L'incontro che il sindaco ha avuto ieri pomeriggio con i sindacati per fare il punto sul futuro di Amt è finito così con un verbale di mancato accordo. Per altro le prime scintille si erano avute già nella riunione di maggioranza
che ha preceduto l'incontro con i sindacati. I toni di voce si sono alzati soprattutto fra Pd e Sel, dove le due forze si trovano praticamente su posizioni opposte rispetto al futuro di Amt, poiché il Pd spinge per
l'apertura ai privati, mentre Sel vuole mantenere il controllo pubblico, e ieri ha ipotizzato il ricorso all'azionariato pubblico. Sopra tutto urgono i conti. Li ha illustrati il sindaco Marco Doria, che si è presentato alla
riunione affiancato dall'assessore al traffico Anna Maria Dagnino e da quello al Bilancio Franco Miceli: il 2013 chiuderà più o meno in pareggio, o forse con un piccolo deficit dovuto al pasticcio del biglietto integrato, nel 2014 mancheranno invece 10 milioni. La prima strada individuata dal sindaco è quindi la prosecuzione dell'accordo sui contratti di solidarietà "ma non basterà", ha ammesso Doria.

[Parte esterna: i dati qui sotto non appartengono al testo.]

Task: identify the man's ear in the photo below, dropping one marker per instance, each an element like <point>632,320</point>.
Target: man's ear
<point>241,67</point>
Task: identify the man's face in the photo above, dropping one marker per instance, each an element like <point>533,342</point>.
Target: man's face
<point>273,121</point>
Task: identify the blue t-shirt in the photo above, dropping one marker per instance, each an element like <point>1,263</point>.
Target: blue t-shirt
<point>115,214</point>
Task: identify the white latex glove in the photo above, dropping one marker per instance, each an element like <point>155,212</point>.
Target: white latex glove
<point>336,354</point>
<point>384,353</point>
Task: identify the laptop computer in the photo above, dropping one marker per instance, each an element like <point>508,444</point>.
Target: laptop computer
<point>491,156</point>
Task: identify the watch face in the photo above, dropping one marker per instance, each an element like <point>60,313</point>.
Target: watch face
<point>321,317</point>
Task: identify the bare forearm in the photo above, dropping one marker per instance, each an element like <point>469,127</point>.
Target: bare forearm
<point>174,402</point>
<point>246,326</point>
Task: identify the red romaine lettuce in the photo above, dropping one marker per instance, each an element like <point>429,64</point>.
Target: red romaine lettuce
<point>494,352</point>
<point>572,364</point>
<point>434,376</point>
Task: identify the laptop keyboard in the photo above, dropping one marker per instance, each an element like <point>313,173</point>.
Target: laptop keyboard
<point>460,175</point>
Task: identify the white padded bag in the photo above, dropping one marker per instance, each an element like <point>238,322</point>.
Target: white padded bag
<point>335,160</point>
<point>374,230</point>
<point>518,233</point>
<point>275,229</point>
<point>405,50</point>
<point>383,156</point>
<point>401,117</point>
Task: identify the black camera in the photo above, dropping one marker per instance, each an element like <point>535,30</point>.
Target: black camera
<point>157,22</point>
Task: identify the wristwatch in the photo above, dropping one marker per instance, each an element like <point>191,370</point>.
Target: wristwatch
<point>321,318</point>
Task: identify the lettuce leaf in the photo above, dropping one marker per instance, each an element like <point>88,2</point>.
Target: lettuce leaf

E qui si apre lo scenario sul che fare, la proposta di fatto è già sul tavolo, la privatizzazione, unica strada individuata finora per ripatrimonializzare l'azienda, visto che il contratto di servizio scade a fine 2014 e altrimenti la società non potrebbe partecipare alle gare, e per garantire gli investimenti necessari, in tutto 30-40 milioni di euro che ad oggi nessuno sa dove tirare fuori. A questo proposito il capogruppo
del Pd Simone Farello ha sottolineato che non è possibile lasciare le cose come stanno e arrivare al punto di dover intervenire in modo drastico sul costo del lavoro senza prospettive per l'azienda, mentre Antonello Sotgiu, Sel, ricorda "che bisogna lavorare per trovare altre strade". In mezzo il capogruppo della lista Doria Enrico Pignone, che continua ad insistere sulla necessità di ampliare la prospettiva. "Occorre ragionare sul controllo pubblico e sul mantenimento del servizio pubblico - dice Pignone - non possiamo limitarci a parlare solo di azienda". Alla stretta finale si dovrebbe arrivare comunque nella riunione di maggioranza che si terrà la settimana prossima, probabilmente lunedì.